Have a look at the beginning of the file SRR074979_counts.txt:

head SRR074979_counts.txt

The file contains two tab-separated columns, that contain the gene name and count.

There are various ways to feed the information about which count files correspond to which samples into edgeR. One is to create a groups.tsv file.

Have a look at the file groups.tsv:

less groups.tsv

The file contains three tab-separated columns, that contain the name of the count file for a sample, the group to which the sample belongs (Canc er or Non cancer) and the ID of the patient from which the sample was taken.

Differential expression analysis with edgeR

To perform the differential expression analysis we will use edgeR.

This tutorial is based on some examples that can be found in the EdgeR User's Guide: http://www.bioconductor.org/packages/2.11/bioc/vignettes/edgeR/inst/doc/edgeRUsersGuide.pdf

All commands used in this tutorial are in the file edgeR.R, so you can copy paste them from there if you want, or from this page.

Start R:


Load the edgeR package:

> library("edgeR")

Read in the data

Read in the data from the file groups.tsv and store them in a data frame named targets:

> targets <- read.delim("groups.tsv", stringsAsFactors = FALSE)

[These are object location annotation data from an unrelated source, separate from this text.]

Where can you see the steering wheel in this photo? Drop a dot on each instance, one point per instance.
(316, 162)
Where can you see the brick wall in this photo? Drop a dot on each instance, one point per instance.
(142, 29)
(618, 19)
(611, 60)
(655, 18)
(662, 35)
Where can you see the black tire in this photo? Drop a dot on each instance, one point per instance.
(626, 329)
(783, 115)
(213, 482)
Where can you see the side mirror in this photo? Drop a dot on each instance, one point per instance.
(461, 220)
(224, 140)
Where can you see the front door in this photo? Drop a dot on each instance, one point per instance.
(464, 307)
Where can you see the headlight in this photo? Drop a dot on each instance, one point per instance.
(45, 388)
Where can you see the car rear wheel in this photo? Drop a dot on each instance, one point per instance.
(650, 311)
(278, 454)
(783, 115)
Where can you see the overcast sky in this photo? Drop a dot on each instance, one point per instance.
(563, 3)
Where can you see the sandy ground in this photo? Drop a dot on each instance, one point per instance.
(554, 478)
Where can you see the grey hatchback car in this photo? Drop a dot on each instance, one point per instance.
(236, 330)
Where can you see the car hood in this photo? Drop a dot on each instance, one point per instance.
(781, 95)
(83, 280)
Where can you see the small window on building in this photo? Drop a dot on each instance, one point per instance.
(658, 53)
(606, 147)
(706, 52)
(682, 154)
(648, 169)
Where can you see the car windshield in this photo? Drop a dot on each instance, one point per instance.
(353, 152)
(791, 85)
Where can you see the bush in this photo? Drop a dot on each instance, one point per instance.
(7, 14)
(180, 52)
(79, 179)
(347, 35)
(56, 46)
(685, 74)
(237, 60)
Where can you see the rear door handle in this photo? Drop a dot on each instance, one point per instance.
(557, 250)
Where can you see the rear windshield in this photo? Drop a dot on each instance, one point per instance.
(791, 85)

  • groups.tsv: the name of the file which the data are to be read from stringsAsFactors = FALSE: character vectors are not converted into factors (another data type in R)

Remember that you can access the documentation for any function in R by typing help(function), e.g. help(read.delim).

From the targets data frame, create a DGEList object named dgList:

> dgList <- readDGE(targets, comment.char = "_")

You may get the following warning message, which you can ignore:

1: In `$.data.frame`(x$samples, group) :
Name partially matched in data frame
2: In `$.data.frame`(x$samples, group) :
Name partially matched in data frame

The function readDGE reads the count files, calculates the sizes of the count libraries (i.e. the total number of reads across all the genes in the sample).

The argument comment.char = "_" is useful if you are using the output straight from htseq-count, as this tells readDGE to ignore the summary lines at the end of the file that start with __.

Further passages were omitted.